My avocation comes as a result of what I usually found as I entered an interim church. Frankly, sometimes it was not very Christian, certainly not very loving and they weren’t very united in what they wanted to do. My training as an intentional interim pastor helped me see these problems. I knew there had to be a better solution.
My observations told me that there had to be a fundamental change in the hearts of the people and the church. It had to be more than a temporary patch. The change had to be permanent.
It took a while to find an answer to the three problems most interim churches seem to face: not being very Christian, not being very loving and not very united on what they wanted to do. I have been around long enough to know that every pastor, leader and church have the same basic problems – not very Christian, loving, or untied on what they wanted to do.
The answer that I found (amazingly) is God’s Love. It was such a simple answer to solving those three problems! I couldn’t believe it!
Teaching Christian pastors, leaders and members of God’s Agape Love became my avocation. Some like to poke at me and call me Pastor Agape instead of Pastor Augie!
You might say, “Well I tell people to love all the time!” So did I, but it never worked! Because it did not work I began a decades long journey to find out if the love of the Bible is the same as the love I was talking about. What I discovered was truly a spiritual revelation!
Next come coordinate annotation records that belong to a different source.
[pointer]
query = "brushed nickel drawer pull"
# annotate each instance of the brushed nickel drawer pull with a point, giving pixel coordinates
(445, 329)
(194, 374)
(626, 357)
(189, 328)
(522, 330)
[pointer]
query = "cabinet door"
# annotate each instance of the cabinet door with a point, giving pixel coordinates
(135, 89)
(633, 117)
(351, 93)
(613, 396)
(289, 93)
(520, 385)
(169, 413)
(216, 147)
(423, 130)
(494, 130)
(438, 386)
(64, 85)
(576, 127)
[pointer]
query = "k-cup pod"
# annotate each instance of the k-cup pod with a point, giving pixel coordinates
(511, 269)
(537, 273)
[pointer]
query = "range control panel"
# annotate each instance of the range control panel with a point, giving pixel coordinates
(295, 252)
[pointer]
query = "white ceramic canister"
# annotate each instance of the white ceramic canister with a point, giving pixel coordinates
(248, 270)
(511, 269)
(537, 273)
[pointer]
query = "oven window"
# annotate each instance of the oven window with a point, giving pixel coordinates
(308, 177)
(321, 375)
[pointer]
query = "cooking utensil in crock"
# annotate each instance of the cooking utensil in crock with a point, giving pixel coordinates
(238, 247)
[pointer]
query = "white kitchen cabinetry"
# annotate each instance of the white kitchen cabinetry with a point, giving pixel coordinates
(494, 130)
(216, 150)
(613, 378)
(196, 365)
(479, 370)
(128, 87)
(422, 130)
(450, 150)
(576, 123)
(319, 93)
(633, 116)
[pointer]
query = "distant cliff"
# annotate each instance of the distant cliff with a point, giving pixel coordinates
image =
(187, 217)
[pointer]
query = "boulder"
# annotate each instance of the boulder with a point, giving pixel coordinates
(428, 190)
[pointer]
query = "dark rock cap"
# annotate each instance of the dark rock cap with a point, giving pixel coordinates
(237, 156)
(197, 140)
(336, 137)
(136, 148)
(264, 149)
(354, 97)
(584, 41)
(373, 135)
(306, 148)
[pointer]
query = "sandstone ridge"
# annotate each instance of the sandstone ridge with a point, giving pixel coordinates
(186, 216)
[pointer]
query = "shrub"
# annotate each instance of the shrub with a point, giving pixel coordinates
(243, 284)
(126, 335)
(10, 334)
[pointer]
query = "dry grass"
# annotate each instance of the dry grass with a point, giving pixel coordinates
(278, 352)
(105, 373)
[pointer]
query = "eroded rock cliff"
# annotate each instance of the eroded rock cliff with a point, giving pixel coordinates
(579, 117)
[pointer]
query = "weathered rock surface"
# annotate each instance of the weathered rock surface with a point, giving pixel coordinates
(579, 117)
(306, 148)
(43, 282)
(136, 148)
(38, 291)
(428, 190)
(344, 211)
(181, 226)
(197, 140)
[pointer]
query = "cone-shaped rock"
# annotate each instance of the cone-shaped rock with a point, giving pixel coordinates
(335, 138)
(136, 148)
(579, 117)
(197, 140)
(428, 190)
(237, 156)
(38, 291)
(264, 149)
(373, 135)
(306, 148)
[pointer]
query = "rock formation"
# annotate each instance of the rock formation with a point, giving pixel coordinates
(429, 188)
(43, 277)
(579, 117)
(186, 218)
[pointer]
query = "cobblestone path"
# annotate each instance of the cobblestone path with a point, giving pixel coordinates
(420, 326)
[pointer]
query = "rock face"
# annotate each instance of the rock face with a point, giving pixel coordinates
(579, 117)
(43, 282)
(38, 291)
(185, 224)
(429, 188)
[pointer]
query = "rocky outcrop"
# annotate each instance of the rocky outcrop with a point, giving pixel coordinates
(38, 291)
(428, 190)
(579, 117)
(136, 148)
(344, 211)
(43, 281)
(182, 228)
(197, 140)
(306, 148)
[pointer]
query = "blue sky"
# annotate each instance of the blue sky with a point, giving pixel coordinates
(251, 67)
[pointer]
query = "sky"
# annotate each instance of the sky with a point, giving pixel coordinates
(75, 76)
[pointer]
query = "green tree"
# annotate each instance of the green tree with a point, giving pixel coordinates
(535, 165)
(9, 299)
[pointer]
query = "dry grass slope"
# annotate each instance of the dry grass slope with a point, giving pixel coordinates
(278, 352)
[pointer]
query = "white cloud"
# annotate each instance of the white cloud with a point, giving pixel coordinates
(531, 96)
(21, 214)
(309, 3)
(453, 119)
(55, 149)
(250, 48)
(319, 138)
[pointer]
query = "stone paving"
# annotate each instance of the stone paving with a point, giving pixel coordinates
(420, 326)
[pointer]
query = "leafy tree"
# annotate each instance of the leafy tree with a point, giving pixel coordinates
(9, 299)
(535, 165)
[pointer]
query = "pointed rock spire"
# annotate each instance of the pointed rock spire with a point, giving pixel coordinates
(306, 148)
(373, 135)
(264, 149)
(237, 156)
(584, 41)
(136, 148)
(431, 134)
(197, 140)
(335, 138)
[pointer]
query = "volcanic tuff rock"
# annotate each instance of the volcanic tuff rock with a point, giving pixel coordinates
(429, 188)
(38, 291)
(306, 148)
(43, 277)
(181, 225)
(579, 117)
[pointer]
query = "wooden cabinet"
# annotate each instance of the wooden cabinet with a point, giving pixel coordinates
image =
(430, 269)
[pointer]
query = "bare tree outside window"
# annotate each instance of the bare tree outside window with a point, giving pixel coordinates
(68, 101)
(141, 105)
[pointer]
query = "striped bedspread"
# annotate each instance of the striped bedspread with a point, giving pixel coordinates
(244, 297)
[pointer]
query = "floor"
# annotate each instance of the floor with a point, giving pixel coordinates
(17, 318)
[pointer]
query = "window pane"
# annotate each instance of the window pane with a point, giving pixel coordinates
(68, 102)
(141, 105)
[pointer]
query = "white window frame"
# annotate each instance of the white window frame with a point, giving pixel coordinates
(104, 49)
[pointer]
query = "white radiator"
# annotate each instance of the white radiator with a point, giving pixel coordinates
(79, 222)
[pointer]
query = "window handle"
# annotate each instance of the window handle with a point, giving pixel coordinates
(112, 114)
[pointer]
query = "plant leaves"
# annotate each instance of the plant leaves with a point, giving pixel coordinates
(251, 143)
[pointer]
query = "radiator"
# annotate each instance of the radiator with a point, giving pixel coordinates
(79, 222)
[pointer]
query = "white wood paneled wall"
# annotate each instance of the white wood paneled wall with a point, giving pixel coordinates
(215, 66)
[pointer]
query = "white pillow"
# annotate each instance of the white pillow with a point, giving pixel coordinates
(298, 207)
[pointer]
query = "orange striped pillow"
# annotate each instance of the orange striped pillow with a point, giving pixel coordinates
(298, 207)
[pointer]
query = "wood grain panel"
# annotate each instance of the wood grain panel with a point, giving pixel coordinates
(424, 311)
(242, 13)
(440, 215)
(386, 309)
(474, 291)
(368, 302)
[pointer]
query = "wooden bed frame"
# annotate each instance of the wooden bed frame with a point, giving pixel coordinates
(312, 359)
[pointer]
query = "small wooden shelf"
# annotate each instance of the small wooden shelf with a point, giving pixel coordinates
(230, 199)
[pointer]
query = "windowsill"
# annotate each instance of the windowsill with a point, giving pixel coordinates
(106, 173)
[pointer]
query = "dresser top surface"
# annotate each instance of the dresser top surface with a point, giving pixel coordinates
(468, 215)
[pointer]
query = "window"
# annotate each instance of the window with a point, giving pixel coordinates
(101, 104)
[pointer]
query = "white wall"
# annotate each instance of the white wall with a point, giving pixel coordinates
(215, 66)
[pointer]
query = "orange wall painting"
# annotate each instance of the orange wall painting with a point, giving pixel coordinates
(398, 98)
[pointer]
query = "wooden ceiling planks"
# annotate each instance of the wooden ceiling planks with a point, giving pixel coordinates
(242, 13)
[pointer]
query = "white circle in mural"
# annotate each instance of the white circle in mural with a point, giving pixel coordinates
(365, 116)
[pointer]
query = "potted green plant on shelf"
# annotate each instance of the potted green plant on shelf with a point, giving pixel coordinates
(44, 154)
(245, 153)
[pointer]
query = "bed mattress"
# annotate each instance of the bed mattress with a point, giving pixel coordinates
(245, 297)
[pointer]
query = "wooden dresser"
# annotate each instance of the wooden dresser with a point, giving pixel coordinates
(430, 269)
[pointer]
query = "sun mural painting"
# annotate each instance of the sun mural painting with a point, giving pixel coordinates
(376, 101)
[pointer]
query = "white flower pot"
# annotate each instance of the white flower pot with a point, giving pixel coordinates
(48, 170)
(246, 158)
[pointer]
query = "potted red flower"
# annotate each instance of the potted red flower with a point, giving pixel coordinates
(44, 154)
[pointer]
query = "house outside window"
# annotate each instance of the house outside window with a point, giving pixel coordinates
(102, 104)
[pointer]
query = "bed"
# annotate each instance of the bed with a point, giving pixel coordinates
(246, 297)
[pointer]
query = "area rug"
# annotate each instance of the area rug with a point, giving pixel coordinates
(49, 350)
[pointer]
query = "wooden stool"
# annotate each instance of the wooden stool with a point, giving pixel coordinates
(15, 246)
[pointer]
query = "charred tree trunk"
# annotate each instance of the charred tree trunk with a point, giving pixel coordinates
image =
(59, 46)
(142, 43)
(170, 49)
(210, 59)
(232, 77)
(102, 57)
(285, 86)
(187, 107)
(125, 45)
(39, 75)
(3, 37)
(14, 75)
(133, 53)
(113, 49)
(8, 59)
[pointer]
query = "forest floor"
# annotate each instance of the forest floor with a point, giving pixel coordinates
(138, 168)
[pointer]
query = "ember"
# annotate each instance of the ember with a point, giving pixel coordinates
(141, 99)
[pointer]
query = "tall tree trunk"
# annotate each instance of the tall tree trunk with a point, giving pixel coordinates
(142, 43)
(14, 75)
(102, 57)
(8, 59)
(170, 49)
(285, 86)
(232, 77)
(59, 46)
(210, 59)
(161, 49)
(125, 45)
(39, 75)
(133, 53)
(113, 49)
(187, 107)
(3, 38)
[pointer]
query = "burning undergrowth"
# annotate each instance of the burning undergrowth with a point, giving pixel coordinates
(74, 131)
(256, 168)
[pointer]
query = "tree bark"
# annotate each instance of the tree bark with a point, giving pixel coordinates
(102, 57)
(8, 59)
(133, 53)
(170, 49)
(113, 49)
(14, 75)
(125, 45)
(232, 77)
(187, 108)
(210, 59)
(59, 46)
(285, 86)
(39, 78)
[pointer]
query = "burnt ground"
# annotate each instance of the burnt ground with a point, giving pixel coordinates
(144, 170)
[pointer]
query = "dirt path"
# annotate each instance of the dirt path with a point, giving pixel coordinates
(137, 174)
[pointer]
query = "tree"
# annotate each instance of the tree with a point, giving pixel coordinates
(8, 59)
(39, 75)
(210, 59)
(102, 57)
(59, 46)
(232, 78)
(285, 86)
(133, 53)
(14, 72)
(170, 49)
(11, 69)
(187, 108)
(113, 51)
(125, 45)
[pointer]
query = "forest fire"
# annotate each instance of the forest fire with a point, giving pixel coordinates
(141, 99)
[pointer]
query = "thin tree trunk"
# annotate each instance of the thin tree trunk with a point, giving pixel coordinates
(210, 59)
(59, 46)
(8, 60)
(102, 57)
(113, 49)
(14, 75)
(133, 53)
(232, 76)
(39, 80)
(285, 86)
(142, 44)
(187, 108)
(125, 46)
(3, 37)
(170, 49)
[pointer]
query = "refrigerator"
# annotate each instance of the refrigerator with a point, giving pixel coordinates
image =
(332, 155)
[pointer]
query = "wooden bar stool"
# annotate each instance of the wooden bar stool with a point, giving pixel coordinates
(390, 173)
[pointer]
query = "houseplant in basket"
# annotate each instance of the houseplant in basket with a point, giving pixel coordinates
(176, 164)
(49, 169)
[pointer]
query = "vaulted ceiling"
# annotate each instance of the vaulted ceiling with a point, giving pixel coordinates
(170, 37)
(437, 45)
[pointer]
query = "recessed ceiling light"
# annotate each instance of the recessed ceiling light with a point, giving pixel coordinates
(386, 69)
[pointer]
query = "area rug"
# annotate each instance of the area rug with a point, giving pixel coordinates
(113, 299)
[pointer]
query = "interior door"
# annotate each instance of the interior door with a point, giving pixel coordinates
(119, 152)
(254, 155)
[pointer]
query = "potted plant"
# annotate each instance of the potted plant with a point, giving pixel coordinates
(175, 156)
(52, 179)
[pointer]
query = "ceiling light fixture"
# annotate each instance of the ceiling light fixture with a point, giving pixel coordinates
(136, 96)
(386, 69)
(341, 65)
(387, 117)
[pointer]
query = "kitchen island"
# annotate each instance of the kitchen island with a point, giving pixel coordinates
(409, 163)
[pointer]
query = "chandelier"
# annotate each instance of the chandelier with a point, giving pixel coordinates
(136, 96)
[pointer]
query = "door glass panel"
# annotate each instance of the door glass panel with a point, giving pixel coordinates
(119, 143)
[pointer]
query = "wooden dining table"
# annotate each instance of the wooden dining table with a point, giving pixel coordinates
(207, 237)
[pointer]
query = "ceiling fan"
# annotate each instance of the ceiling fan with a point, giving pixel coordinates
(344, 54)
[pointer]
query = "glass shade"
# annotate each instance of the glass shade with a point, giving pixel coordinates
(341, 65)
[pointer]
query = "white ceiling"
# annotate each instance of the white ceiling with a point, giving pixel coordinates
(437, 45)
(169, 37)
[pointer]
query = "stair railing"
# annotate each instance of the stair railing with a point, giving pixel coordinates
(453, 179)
I wrote about what I discovered in my first book, “Agape, the Forgotten Teaching of Jesus.” God’s Love is called Agape. And Agape is used every time the New Testament speaks of God’s Love, the reason why He Loves us, what His Love does in our lives and the greatest revelation – God pours His Agape Love into our heart. It is right there in Romans 5:5.
As I studied more, I found out that Agape was used over 260 times in the New Testament, roughly a hundred times less than the other important word in the New Testament – faith. I discovered that in our Savior’s last will and testament of John 13-17, Agape is used over thirty times. The same is true in 1 John. So Agape must be important. I share the importance of this in my second book, “Agape – A New Theology.”
Here is what I came across in my study of Agape. God is Agape Love. When He created man, He placed this very same Love into man. We have agape, but by virtue of sin, it is corrupted. Our agape changed into a very selfish and self-centered love. I believe that our corrupted love is the cause for many of the problems we have in our lives and in our church.